Shadow Box, Fred Chappell's latest, formally fascinating collection of poems, contains poems within poems, doubling your money's worth and doubling your rhymes with poems that demand to be read and read again.

In each of these poems a smaller poem haunts the larger, pointing us toward the dual rhyme schemes at play. In fact, there are numerous ghosts or spirits floating through this book, and we might hear the smaller poems as ghosts of memory, the sisters of Echo, spirit voices. For example, the poem "2nd Law," which takes as its subject entropy, contains within itself this minimalist sub-poem: "a pinprick somewhere/ loses the air/ out of a hole/ into a whole/ savants fear/ might not be there." This smaller poem creates an image of a balloon deflating, and turns it into a philosophical adage, like a tiny pearl hiding inside the shell of the larger poem, which deals with quite the opposite: "If the universe expands, why do I feel/ so drained, as if a pinprick somewhere goes psss/ and slowly loses the air, with an adder hiss/ unmusical." The larger poem operates on the scale of a larger universe, capturing the emotive qualities and even the musicality of emotional exhaustion.

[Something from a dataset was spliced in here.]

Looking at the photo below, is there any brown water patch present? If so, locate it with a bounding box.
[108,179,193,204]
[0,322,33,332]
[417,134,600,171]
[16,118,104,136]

In addition to the poems-within-poems structure, there are also occasionally paired poems such as "A Drop in the Bucket" and "A Drop in the Ocean," which both rest on the same page. These poems personify water as an expression of selfhood. In the case of the bucket, the expression is satisfied: "I feel I am the I I am, contained/ and whole" as such a figure resides safely inside a small, peaceful bucket. "A Drop in the Ocean," conversely, loses that self, feeling a part of everything, swayed by the tide: "I do not know how I have come to be/ this self within the waters of the planet." Another intriguing pair of poems in the collection is "AWOL" and "Bolus." "AWOL" begins "A sonnet 'Bolus' is missing from this book/ for timorous reasons of propriety"—though "Bolus" actually sits on the next page—and proceeds to discuss an argument for why it should or should not be included. "Bolus" has a more comic feel than much of the rest of the collection, and a political edge, reimagining war as the president's prescription for erectile dysfunction. There are other similarly comical poems; in "Anecdote of the Ironweed," the poet shows how a beer can seems to naturally fit in our American landscape, tangled in the ironweed, than "that prissy, imperious jar in Tennessee" (an allusion to Wallace Steven's "Anecdote of the Jar").

Each section of the book gives a short explanation of the way in which the poems-within-poems work: Part III creates reliquaries, where Chappell uses lines of other poets interspersed with his own, as in one poem that explains why a critical exegesis of Sappho will never last as long as the words of Sappho (whose words haunt the poem itself). From an accomplished writer who is a former poet laureate of North Carolina, these poems show a poet in a larger world of poetry as an authority—one who dares steal lines of poetry with the audacity demanded by that famous old line from T.S. Eliot: "Good poets borrow; Great poets steal."